GTX 480 SLI PCIe Bandwidth Perf. - x16/x16 vs. x4/x4 @ [H]

I'm wondering just how much the sli bridge comes into play with this as well. Time to research that little piece of hardware to see what all it actualy does.


Hehe, the SLI and CFX bridges are "free" though and yes we have seen where not using them does cause issues, but not all the time. Take yours off and see if you see a difference or if the tech will even work. I have seen different results. But generally, yes, use the bridges for SLI and CFX.
 
So what I'm reading here, is that at PCIe 4x a single card as powerful as the 480gtx still dose not consume enough bandwidth to fully tap out an AGP slot with the exception of the most demanding of cases. And, even at that point, the difference is hardly noticeable during game play, and really only shows up on bench marks and test graphs. (Agp 8x is 2133MB/s where as PCIe 1x is 500MB/s, there for PCIe 4x is 2000MB/s) and as such, the difference is about 6.65% in lane bandwidth..

I show a difference of min 12.37% max 1.8% avg 3.21% between 16x2 and 4x2. the extra 133mbs afforded by agp 8x almost nearly completely makes up the difference (and it just might totally make up the difference in a canned benchmark) your looking at ~5% difference on the very low end of the most taxing games, on the best hardware. I doubt you would notice..

My point, we have been pushed these newer motherboards and graphics cards, forced to upgrade to "keep up" because they said that agp was tapped out, And spent (in this community) thousands of dollars per person in doing so... now granted we would have bought newer mother boards as sockets have changed, but it would have saved us some coin in that the older standard would not need any R&D. the interface, chip sets, and code where well honed. And even HP has servers with multiple AGP slots (one of them had 64 slots...), so its not like it wasnt possible to make such a beast as an SLI'ed AGP gaming rig.
 
I'm curious how that effected electrical usage, and how the cards made due if electricity was reduced.... Or does PCI-E give full electricity from the first set of PCI-E pins? If not, then did the cards scale back due to lack of juice during peak load etc.
 
H55 and H57 maybe, but many P55 boards just split their main PCIe16 into two PCIe8 slots (lane switching?)

Well, no.

For example - Gigabyte P55-UD5, we can't call this entry level board, right ?http://www.gigabyte.com/products/product-page.aspx?pid=3159
Now take a look at specs :
Code:
1 x PCI Express x16 slot, running at x16 (PCIEX16_1)
1 x PCI Express x16 slot, running at x8 (PCIEX8_1) (The PCIEX16_1 and PCIEX8_1 slots conform to PCI Express 2.0 standard.)
1 x PCI Express x16 slot, running at x4 (PCIEX4_1) (Note 4)
See the 3rd slot ? x16 slot, running at x4, but it's only 1.1 x4, not 2.0!

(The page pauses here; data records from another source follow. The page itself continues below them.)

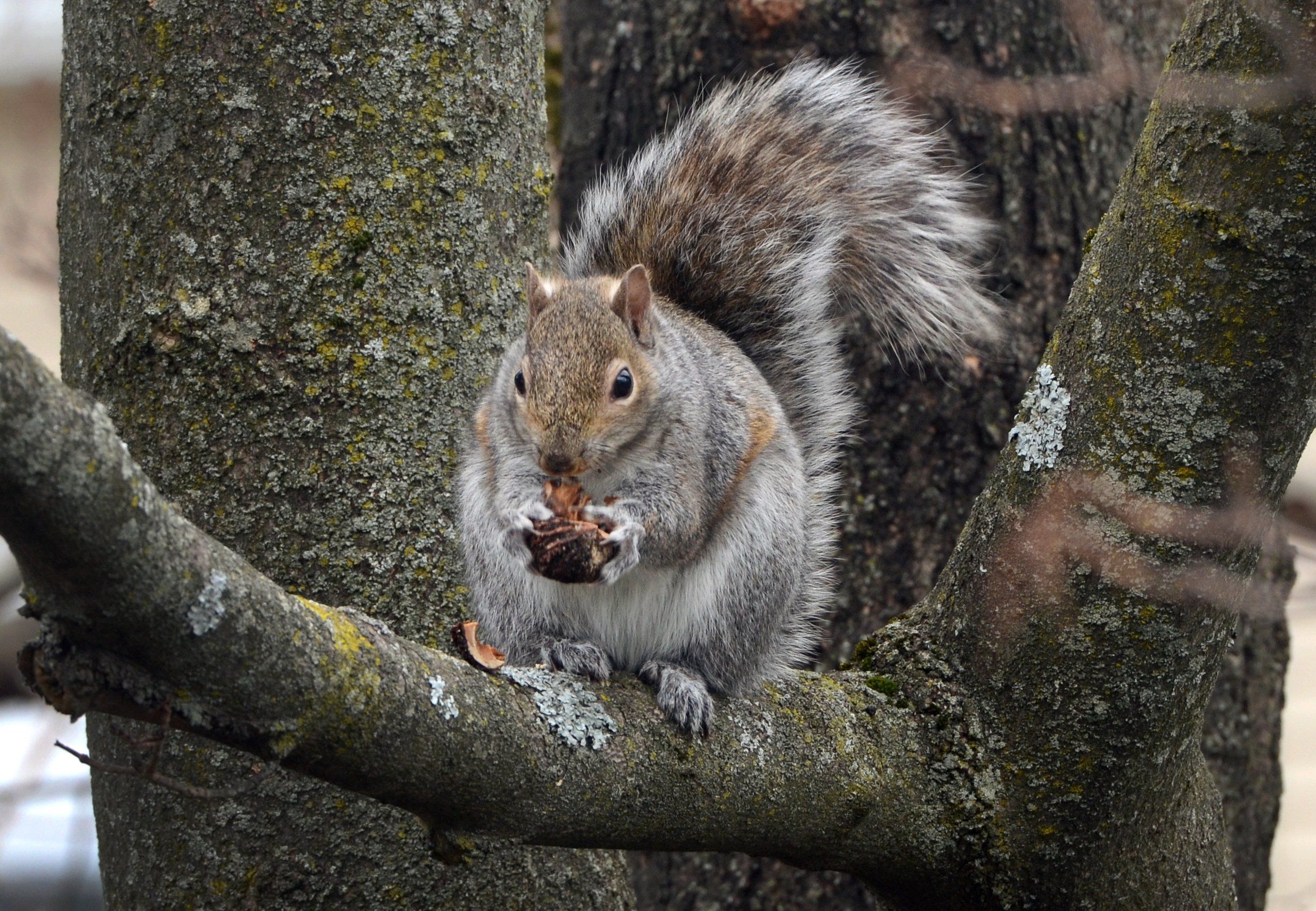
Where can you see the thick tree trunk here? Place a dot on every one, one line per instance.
(928, 443)
(291, 240)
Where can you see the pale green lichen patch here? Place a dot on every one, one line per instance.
(566, 706)
(208, 610)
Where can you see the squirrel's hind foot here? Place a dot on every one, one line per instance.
(577, 657)
(682, 695)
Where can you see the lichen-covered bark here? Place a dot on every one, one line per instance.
(1189, 337)
(928, 442)
(1028, 736)
(141, 607)
(290, 242)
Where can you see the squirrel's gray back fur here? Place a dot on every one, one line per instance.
(779, 213)
(785, 207)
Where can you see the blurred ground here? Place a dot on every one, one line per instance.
(46, 844)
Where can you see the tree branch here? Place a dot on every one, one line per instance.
(1027, 736)
(821, 770)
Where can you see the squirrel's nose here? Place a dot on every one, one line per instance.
(559, 464)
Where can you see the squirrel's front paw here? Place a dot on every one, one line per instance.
(575, 657)
(520, 522)
(627, 534)
(682, 695)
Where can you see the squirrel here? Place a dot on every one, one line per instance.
(687, 370)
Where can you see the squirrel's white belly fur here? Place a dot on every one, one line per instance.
(649, 613)
(689, 368)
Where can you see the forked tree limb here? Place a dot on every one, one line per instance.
(1011, 743)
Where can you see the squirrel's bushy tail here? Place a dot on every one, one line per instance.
(786, 206)
(783, 206)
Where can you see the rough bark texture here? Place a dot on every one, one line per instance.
(1027, 738)
(291, 240)
(931, 440)
(1223, 357)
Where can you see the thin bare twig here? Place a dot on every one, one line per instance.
(153, 745)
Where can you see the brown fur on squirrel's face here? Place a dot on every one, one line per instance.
(586, 386)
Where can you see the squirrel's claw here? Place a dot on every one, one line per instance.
(577, 657)
(682, 695)
(522, 522)
(627, 534)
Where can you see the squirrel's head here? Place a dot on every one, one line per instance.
(586, 384)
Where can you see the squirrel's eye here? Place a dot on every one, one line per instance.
(623, 385)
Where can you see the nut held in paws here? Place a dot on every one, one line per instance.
(566, 548)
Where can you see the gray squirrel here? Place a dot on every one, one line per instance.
(687, 369)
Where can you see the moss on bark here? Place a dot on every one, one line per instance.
(293, 235)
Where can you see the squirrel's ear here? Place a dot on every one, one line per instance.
(632, 300)
(536, 291)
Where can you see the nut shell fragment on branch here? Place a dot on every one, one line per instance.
(469, 646)
(567, 547)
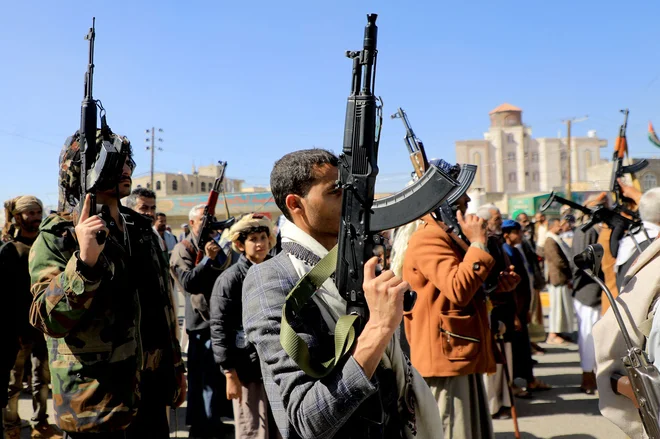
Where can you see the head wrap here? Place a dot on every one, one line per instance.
(517, 212)
(250, 221)
(16, 206)
(509, 225)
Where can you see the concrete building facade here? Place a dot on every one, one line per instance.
(510, 160)
(200, 181)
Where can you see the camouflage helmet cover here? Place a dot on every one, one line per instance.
(71, 164)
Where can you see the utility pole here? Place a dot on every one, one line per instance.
(569, 123)
(153, 139)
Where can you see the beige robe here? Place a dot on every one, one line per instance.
(641, 285)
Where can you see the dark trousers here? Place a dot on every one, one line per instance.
(207, 399)
(522, 354)
(151, 418)
(35, 354)
(113, 435)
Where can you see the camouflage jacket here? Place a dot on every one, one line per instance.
(92, 320)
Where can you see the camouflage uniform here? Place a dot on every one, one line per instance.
(91, 316)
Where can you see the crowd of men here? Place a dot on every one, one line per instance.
(97, 318)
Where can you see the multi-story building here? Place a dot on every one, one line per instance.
(510, 160)
(199, 182)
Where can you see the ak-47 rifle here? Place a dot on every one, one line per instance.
(619, 170)
(362, 217)
(101, 167)
(414, 144)
(642, 385)
(447, 210)
(209, 222)
(602, 214)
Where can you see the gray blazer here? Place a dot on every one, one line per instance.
(303, 407)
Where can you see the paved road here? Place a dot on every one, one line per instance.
(563, 412)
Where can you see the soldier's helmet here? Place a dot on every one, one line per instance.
(71, 164)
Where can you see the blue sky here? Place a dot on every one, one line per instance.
(248, 82)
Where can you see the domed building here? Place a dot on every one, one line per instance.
(510, 160)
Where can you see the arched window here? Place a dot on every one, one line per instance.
(476, 160)
(649, 181)
(588, 158)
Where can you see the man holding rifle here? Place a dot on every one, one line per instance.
(364, 387)
(90, 306)
(206, 388)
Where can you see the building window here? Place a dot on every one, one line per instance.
(588, 158)
(649, 181)
(476, 160)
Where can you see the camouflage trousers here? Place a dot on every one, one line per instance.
(36, 357)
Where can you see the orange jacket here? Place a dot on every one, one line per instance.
(448, 329)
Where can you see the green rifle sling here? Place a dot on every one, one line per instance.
(292, 343)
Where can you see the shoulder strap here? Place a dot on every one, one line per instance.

Now take a look at entry level board - Gigabyte P55-UD3 :
http://www.gigabyte.com/products/product-page.aspx?pid=3164#ov

Code:
1 x PCI Express x16 slot, running at x16 (PCIEX16) (The PCIEX16 slot conforms to PCI Express 2.0 standard.)
1 x PCI Express x16 slot, running at x4 (PCIEX4)

In this case, it's questionable if it is a x4 2.0 or x4 1.1, but considering the wording for PCIEX16 slots the x4 on this board is 1.1 too.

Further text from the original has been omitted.